Изящные красивые дамы, очень смуглые, с яркими белками глаз, с темными ресницами, в белых платьях с пестрыми шарфами, с черными кружевными веерами – Игрунька знал: все знать Асунсиона, сливки общества. Кавалеры, то в черных легких смокингах поверх белых панталон – крупные коммерсанты, то в мундирах, смеются, вспыхивая тонкими пахитосами. А в уши льется плавный рассказ Гестерштейна. Он был рад поговорить по-немецки.
– Смотрите, tenente, – сказал Игрунька, – совсем лиловый негр… Я знал такую песенку русского певца и поэта Вертинского: "… И снилось мне потом: в притонах Сан-Франциско лиловый негр вам подает манто…" Выходит, есть такие!.. Я думал, нарочно.

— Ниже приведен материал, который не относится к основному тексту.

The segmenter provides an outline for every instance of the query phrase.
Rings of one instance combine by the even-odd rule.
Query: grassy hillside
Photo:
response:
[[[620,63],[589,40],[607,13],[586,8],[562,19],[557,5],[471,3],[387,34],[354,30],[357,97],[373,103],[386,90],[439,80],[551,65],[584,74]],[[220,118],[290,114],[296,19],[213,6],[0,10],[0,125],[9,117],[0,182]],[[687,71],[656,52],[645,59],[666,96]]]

– Это Хименец. Он сын парагвайца и бразильянки. Он служит в торговом флоте. Тут вы найдете удивительные образцы метизации. Нигде нет стольких гибридов, как в Парагвае. Здесь индейцы, негры, испанцы, англосаксы, французы, немцы, евреи, их особенно много в Аргентине, русские… Вы знаете, все машинисты на полевых машинах в Аргентине русские… И все это перемешалось… Еще мороженого с ромом?
– Stimmt (Идет (нем.)).
Негритенок принес стеклянные бокалы с розоватой снежной массой.
– Вы знаете, tenente Кусков, – продолжал Гестерштейн, – форт генерала Дельгадо, куда мы завтра едем, – не совсем обыкновенный форт. Он возник в 1917 году. До этого года здесь была небольшая ферма француза Гравиера. Он жил на ней с молодой женой, братом Людовиком и пятью работниками. Кроме того, у него по расчистке «чако» работали поденно за спирт и за ром индейцы племени попа.
Это мирные индейцы. Однажды они сообщили Гравиеру, что на ферму из «чако» двигается воинственное племя индейцев чамококо, воюющее с племенем попа и ненавидящее белых. Гравиер послал Людовика на моторной лодке в Асунсион и гонца на аргентинский пост «Фонтана». Через два дня Людовик вернулся с отрядом солдат на ферму брата «Эсперанца». Он нашел семь изуродованных трупов и полусъеденную собаку. Эскадрон парагвайских ковбоев послал всюду разъезды. Разъезды донесли, что неподалеку в «чако» видны костры. Эскадрон был спешен, и цепь стрелков стала продираться через «чако». Лаяли обезьяны, зеленые и синие попугаи с красными крыльями носились, крича, как вороны, над солдатами. Наконец подошли к догорающим кострам. На лесной прогалине лежало 15 обнаженных трупов зарезанных индейцами аргентинских солдат и мертвые, проколотые дротиком, офицер и сержант. После этого правительство на месте фермы построило форт с круглым бревенчатым блокгаузом. На форту находятся 35 стрелков и два пулемета. Ими вы и будете командовать. Индейцы чамокока ушли в глубь «чако» и больше не показывались. Солдатам дан приказ стрелять ночью по всякому человеку, подходящему к посту, без окриков и даже без предупреждения…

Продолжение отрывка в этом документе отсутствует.